Get formula from Excel cell with python xlrd

alexroat picture alexroat · Jan 14, 2011 · Viewed 27.4k times · Source

I have to port an algorithm from an Excel sheet to python code but I have to reverse engineer the algorithm from the Excel file.

The Excel sheet is quite complicated, it contains many cells in which there are formulas that refer to other cells (that can also contains a formula or a constant).

My idea is to analyze with a python script the sheet building a sort of table of dependencies between cells, that is:

A1 depends on B4,C5,E7 formula: "=sqrt(B4)+C5*E7"
A2 depends on B5,C6 formula: "=sin(B5)*C6"
...

The xlrd python module allows to read an XLS workbook but at the moment I can access to the value of a cell, not the formula.

For example, with the following code I can get simply the value of a cell:

import xlrd

#open the .xls file
xlsname="test.xls"
book = xlrd.open_workbook(xlsname)

#build a dictionary of the names->sheets of the book
sd={}
for s in book.sheets():
    sd[s.name]=s

#obtain Sheet "Foglio 1" from sheet names dictionary
sheet=sd["Foglio 1"]

#print value of the cell J141
print sheet.cell(142,9)

Anyway, It seems to have no way to get the formul from the Cell object returned by the .cell(...) method. In documentation they say that it is possible to get a string version of the formula (in english because there is no information about function name translation stored in the Excel file). They speak about formulas (expressions) in the Name and Operand classes, anyway I cannot understand how to get the instances of these classes by the Cell class instance that must contains them.

Could you suggest a code snippet that gets the formula text from a cell?

Answer

John Machin picture John Machin · Jan 14, 2011

[Dis]claimer: I'm the author/maintainer of xlrd.

The documentation references to formula text are about "name" formulas; read the section "Named references, constants, formulas, and macros" near the start of the docs. These formulas are associated sheet-wide or book-wide to a name; they are not associated with individual cells. Examples: PI maps to =22/7, SALES maps to =Mktng!$A$2:$Z$99. The name-formula decompiler was written to support inspection of the simpler and/or commonly found usages of defined names.

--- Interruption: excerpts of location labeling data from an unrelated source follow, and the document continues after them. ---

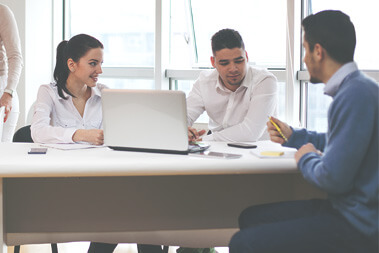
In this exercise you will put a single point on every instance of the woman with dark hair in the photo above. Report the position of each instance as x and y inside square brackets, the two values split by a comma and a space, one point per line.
[69, 110]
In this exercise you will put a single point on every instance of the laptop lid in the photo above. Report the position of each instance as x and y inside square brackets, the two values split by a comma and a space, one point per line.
[145, 120]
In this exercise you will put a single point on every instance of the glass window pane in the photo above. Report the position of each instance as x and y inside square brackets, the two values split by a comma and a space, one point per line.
[126, 28]
[363, 19]
[262, 27]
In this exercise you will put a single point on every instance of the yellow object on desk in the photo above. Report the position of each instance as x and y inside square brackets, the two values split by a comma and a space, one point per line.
[272, 153]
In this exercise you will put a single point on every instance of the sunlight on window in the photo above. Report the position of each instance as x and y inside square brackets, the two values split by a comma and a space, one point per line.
[126, 28]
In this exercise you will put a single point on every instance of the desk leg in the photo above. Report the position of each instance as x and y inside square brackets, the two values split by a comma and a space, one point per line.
[3, 246]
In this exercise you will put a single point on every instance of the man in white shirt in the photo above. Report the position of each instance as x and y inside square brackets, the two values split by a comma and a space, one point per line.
[237, 97]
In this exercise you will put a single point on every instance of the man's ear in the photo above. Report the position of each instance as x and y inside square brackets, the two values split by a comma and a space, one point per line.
[213, 60]
[318, 52]
[71, 65]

Formulas in general are of several kinds: cell, shared, and array (all associated with a cell, directly or indirectly), name, data validation, and conditional formatting.

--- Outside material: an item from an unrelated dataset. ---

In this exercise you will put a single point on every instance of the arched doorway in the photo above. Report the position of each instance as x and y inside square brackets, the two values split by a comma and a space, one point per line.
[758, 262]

Decompiling general formulas from bytecode to text is a "work-in-progress", slowly. Note that supposing it were available, you would then need to parse the text formula to extract the cell references. Parsing Excel formulas correctly is not an easy job; as with HTML, using regexes looks easy but doesn't work. It would be better to extract the references directly from the formula bytecode.

Also note that cell-based formulas can refer to names, and name formulas can refer both to cells and to other names. So it would be necessary to extract both cell and name references from both cell-based and name formulas. It may be useful to you to have info on shared formulas available; otherwise having parsed the following:

B2 =A2
B3 =A3+B2
B4 =A4+B3
B5 =A5+B4
...
B60 =A60+B59

you would need to deduce the similarity between the B3:B60 formulas yourself.

In any case, none of the above is likely to be available any time soon -- xlrd priorities lie elsewhere.